Experts have slammed the so-called investors who cannot be restrained from purchasing shares of companies with weak fundamentals at abnormal prices following artificial demand created by the manipulators.
Their criticism came after repeated purchase of shares of companies having weak fundamentals at high prices. The prices also do not match the companies' dividend payouts, they said.
A number of companies with small capital observed abnormal price hikes in first 13 trading days of September last. These companies are still continuing rally amid regulatory measures.
During this period, the share prices rose up to 128 per cent although the companies informed the Dhaka Stock Exchange (DSE) that there was no undisclosed price sensitive information behind the unusual price hike.
"Nobody should have any sympathy for the investors. They still purchase shares of weak fundamentals at abnormal prices again and again even after manipulation," said Yawer Sayeed, managing director of the AIMS of Bangladesh.
He said the Bangladesh Securities and Exchange Commission's rules and regulatory measures are not enough for the investors who jump into the fire.
"The manipulators always come out of the market leaving their followers at bay. It's not new. So-called general investors ignored the manipulators several times and eventually they blamed the regulator," Mr. Sayeed said.
The companies whose prices rose abnormally recently include, among others, JMI Syringes and Medical Devices, CVO Petrochemical Refinery, Al-Haj Textiles, Kohinoor Chemicals, Modern Dyeing, Monno Jute Staffler, Rahim Textile, Desh Garments, Libra Infusions, Savar Refractories, Jute Spinners, Rangpur Foundry, Legacy Footwear, Anwar Galvanizing and Rahima Food.
Former chairman of the BSEC AB Mirza Azizul Islam said the regulator should take measures if the price of a company having weak fundamentals increases by 10 per cent.

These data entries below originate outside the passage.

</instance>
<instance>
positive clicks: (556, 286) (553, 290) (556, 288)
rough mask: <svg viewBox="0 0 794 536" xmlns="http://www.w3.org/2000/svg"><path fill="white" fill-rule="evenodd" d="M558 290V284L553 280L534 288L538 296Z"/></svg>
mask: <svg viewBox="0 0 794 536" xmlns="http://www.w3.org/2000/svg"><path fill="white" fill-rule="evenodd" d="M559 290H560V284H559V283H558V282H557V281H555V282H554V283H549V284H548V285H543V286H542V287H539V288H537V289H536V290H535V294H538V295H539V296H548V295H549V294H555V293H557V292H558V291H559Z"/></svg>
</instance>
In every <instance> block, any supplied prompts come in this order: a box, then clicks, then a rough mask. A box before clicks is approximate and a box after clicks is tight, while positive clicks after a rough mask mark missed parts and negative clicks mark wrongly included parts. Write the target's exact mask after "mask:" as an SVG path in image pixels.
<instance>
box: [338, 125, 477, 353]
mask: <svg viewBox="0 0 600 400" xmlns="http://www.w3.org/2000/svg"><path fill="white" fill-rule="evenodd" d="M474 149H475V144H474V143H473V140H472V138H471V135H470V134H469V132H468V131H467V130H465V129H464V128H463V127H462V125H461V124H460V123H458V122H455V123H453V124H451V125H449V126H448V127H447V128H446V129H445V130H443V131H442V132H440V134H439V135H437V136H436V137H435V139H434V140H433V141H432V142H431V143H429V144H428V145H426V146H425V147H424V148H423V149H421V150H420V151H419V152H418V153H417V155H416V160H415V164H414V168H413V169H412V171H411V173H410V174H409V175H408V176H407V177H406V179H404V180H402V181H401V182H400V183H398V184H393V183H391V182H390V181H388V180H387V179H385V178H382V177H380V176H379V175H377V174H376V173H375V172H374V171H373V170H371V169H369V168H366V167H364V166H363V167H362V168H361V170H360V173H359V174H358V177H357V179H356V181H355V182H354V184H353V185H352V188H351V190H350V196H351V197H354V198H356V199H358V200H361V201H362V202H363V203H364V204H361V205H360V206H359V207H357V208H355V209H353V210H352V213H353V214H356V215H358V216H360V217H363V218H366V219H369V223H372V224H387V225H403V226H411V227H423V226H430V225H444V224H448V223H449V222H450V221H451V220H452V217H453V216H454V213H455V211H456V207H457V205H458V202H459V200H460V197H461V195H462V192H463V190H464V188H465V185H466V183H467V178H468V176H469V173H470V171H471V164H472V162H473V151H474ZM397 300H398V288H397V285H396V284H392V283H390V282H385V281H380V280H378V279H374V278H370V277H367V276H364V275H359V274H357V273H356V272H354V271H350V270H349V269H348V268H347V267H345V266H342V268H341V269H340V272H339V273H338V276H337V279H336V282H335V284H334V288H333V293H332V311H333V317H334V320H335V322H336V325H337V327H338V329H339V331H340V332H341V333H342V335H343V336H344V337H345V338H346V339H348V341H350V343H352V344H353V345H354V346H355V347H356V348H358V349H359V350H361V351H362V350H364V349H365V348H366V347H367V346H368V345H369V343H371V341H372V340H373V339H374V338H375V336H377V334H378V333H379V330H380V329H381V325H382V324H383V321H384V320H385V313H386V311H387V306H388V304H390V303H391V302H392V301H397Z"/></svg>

"It was not right for the securities regulator to allow the abnormal hike in prices of these companies' shares," Mr. Islam said.
He said after having been cheated by the manipulators, these so-called investors eventually plead for help from the government.

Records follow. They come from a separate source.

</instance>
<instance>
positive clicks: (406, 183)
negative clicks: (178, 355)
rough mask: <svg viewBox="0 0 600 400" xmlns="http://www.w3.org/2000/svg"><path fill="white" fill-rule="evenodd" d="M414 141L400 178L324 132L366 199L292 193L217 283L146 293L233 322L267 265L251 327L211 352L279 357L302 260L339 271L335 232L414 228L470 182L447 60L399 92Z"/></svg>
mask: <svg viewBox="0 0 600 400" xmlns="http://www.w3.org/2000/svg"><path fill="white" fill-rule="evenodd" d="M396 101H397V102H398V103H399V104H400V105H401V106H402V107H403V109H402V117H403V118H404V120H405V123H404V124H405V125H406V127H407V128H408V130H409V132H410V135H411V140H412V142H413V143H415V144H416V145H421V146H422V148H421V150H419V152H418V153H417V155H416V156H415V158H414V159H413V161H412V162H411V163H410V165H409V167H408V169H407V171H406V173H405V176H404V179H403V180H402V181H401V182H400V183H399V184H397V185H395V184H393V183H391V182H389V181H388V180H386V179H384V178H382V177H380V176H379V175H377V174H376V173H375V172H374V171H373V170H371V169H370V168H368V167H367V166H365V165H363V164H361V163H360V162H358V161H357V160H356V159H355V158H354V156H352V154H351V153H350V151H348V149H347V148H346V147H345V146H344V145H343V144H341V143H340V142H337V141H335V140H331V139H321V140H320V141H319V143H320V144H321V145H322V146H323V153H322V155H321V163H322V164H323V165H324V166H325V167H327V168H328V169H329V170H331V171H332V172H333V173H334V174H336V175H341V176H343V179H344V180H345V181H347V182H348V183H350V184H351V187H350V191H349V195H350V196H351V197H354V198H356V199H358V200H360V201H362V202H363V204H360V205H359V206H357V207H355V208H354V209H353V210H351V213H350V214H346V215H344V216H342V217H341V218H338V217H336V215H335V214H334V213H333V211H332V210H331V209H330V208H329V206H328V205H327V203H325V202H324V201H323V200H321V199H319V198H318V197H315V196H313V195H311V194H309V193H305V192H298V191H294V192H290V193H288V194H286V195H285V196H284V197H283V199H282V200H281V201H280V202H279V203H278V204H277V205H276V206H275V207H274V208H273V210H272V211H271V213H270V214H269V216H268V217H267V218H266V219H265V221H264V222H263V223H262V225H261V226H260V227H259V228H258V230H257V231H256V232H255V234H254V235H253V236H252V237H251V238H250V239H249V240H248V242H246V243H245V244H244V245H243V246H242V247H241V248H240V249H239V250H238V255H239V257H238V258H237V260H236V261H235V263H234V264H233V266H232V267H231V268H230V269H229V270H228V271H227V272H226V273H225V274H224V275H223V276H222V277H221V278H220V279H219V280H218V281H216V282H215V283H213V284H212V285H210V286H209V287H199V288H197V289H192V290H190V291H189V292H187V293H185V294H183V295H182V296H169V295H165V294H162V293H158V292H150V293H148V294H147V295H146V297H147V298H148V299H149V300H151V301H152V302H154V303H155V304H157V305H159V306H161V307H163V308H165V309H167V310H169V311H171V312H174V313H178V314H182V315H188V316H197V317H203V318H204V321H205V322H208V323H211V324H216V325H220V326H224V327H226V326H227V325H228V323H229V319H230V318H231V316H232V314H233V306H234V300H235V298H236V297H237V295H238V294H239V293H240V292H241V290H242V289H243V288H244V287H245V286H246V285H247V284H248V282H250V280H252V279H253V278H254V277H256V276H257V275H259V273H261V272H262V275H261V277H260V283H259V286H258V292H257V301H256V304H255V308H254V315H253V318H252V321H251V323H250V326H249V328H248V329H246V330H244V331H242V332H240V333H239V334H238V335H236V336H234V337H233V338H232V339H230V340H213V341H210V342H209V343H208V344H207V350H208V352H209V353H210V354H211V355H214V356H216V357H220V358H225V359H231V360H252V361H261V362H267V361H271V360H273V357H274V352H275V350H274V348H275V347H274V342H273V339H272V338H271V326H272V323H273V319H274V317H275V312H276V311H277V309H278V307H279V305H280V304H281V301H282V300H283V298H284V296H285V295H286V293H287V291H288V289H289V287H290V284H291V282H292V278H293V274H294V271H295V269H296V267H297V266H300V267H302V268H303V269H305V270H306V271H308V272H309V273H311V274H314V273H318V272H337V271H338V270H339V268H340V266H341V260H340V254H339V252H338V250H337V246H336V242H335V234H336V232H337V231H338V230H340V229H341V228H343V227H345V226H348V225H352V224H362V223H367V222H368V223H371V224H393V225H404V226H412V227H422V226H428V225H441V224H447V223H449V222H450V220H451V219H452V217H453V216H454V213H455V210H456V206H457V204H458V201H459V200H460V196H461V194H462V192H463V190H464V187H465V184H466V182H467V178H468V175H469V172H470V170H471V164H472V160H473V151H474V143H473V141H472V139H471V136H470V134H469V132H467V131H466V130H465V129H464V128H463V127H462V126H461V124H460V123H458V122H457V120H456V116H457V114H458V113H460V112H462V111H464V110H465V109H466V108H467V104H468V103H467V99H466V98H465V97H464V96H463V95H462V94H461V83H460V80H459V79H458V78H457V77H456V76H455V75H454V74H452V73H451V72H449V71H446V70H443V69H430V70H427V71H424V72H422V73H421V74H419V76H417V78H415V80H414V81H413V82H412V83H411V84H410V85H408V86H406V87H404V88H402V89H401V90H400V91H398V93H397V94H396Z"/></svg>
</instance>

"Investors should not purchase shares following the market's movement. They should invest considering the companies' fundamentals," Mr Islam added.
The BSEC, however, Thursday asked the DSE to submit an inquiry report on the unusual price hike of shares of the companies having small capital.
The BSEC also mentioned the names of such companies.
The companies are: Legacy Footwear, Desh Garments, BD Auto Car, Rahima Food, Information Services, Moono Staffler, Modern Dyeing, Anwar Galvanising, JMI Syringes and Medical Devices, Hakkani Pulp, Intech Online and Alhaj Textile.